On Monday, January 22, 2018, Congress passed and President Trump signed an extension of the Children’s Health Insurance Program (CHIP) that is set to last six years. This brings relief to millions of families across the country. Other than its first 10-year authorization, this is the longest amount of time parents will be able to count on CHIP being there for their kids.

This six-year extension of CHIP passed in the short-term Continuing Resolution (CR) spending bill. CHIP funding expired on September 30, 2017, more than 110 days earlier – parents, kids, and pregnant women have been worried ever since. We are pleased to know that their anxiety and fears about losing critical health coverage have ended.

On December 19, 2017, the First Focus Campaign for Children brought eight families, 10 parents and 15 children, to Washington, DC, for a congressional briefing about CHIP. They came from seven different states: Colorado, Kentucky, New York, Texas, Utah, West Virginia, and Wisconsin. The kids’ ages ranged from under-two-years-old to 18. They came in from big cities, medium size cities, rural areas, and small towns. They traveled during the holiday season, with some of the kids missing a day or two of school, and facing blizzards on their return home. One young man, a high school student, stayed back in Texas to take finals while his mother made the journey to Washington. Although each family came from a different place geographically, with a different-sized family and medical history, they had one thing in common: their support for CHIP.

Christina and her sweet toddler daughter came from upstate New York and shared their experiences about heart surgeries, hospital stays, and ongoing health monitoring. Christina said that CHIP is not only a health benefit to their family, but provides financial relief from the high cost of co-pays and deductibles when a child needs extensive care.

Sonja, a mother from Utah, came with two of her children who both live with a chronic illness, leaving her other children back home with their father for a few days. She spoke about how CHIP covers the life-dependent treatment her children with Crohn’s disease need. Both children receive an immuno-suppressant infusion every eight weeks. Each treatment can cost up to $10,000. Without CHIP, she would be forced to give up her income, either to qualify for Medicaid to provide their treatments, or to pay more than her income for their health care costs.

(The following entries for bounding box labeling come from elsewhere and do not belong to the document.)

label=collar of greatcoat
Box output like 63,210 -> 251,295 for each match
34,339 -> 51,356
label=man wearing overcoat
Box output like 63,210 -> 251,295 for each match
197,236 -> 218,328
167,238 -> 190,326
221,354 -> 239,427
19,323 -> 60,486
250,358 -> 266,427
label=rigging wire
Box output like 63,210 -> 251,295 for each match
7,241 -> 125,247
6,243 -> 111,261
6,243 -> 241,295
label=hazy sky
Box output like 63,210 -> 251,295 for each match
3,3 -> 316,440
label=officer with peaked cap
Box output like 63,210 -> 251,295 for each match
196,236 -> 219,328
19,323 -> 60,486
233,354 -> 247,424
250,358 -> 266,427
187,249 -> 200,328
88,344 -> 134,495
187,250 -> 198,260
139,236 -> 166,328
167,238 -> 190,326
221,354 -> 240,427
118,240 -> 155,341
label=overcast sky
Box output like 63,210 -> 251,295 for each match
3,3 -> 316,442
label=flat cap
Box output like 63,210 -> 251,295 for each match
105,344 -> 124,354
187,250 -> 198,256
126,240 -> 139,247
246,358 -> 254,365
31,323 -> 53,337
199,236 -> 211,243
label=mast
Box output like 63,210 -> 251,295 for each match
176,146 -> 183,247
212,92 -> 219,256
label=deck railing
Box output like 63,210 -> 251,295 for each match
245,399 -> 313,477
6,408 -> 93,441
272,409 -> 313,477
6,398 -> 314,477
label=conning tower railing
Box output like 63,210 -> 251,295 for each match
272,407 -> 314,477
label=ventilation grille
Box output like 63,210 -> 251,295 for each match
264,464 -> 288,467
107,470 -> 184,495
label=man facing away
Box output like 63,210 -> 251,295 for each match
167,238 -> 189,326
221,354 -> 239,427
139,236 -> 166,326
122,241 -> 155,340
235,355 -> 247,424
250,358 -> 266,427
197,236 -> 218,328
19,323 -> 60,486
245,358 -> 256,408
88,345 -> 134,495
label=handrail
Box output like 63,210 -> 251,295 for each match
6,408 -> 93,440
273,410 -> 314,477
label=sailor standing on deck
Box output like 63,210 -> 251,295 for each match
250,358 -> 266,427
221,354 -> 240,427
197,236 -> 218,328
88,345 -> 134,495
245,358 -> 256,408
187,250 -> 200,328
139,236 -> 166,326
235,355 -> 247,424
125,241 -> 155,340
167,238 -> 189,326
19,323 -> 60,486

As Sonja said, “This is not a situation that any American family should be in; we should not have to give up our incomes to keep our children alive.”

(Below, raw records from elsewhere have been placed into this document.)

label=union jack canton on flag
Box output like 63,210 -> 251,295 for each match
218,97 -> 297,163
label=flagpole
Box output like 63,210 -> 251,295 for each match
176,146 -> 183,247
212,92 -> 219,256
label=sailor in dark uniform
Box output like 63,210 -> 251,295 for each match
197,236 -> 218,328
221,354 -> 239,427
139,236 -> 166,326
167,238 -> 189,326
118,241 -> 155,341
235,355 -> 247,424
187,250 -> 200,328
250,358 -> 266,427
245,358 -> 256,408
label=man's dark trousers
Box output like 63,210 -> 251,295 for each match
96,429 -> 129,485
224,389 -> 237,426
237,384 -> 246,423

Jessica and Ryan, parents who traveled from northern Wisconsin, talked about how CHIP made sure their three kids not only got their well-child exams, but helped with supportive services like behavioral health and needed medicine.

Cailin McDonald, a 16-year-old girl from rural Kentucky told the Hill audience how CHIP and Medicaid have helped her family during times of need, and how the programs have made it possible for her parents to do the jobs they love.

De’Andrea came to DC for the first time from a small town in Texas to advocate for the coverage her teenage son needs to maintain his health and cover the cost of his prescriptions. Her words were full of gratefulness and hope for the future of CHIP.

These families along with three others expressed fear and worry about the delays in CHIP funding. They knew that their stories were essential to the debate and had hoped to see CHIP funding extended in the CR that passed on December 21. When that didn’t happen, we stayed in touch with them and referred reporters to them when news coverage intensified.

They told their stories again and again, hoping their words and pleas would make the difference to congress to fund CHIP quickly.

I checked in with the eight families Monday afternoon. “Yay!” and “What a relief!” were the most common responses I received when I told them about the CR.

As a mom from West Virginia, AmyJo, said yesterday, “The stress of not knowing what was going to happen, along with knowing there were 48,000 children in my state of West Virginia whose parents were under the same mental stress, was exhausting.”

The best part of Monday was knowing that these families and millions more like them don’t have to worry now. CHIP is funded for six years. Parents can count on their children’s enrollment in their state CHIP plan, or apply if they have been putting it off because they wondered about CHIP’s future. We encourage families to make any medical appointments they may have put off, to continue to pay their CHIP premiums, and to enroll if they think they have a child who might be eligible for CHIP.

It’s about time CHIP was funded, and finally, we and millions and millions of families feel relief.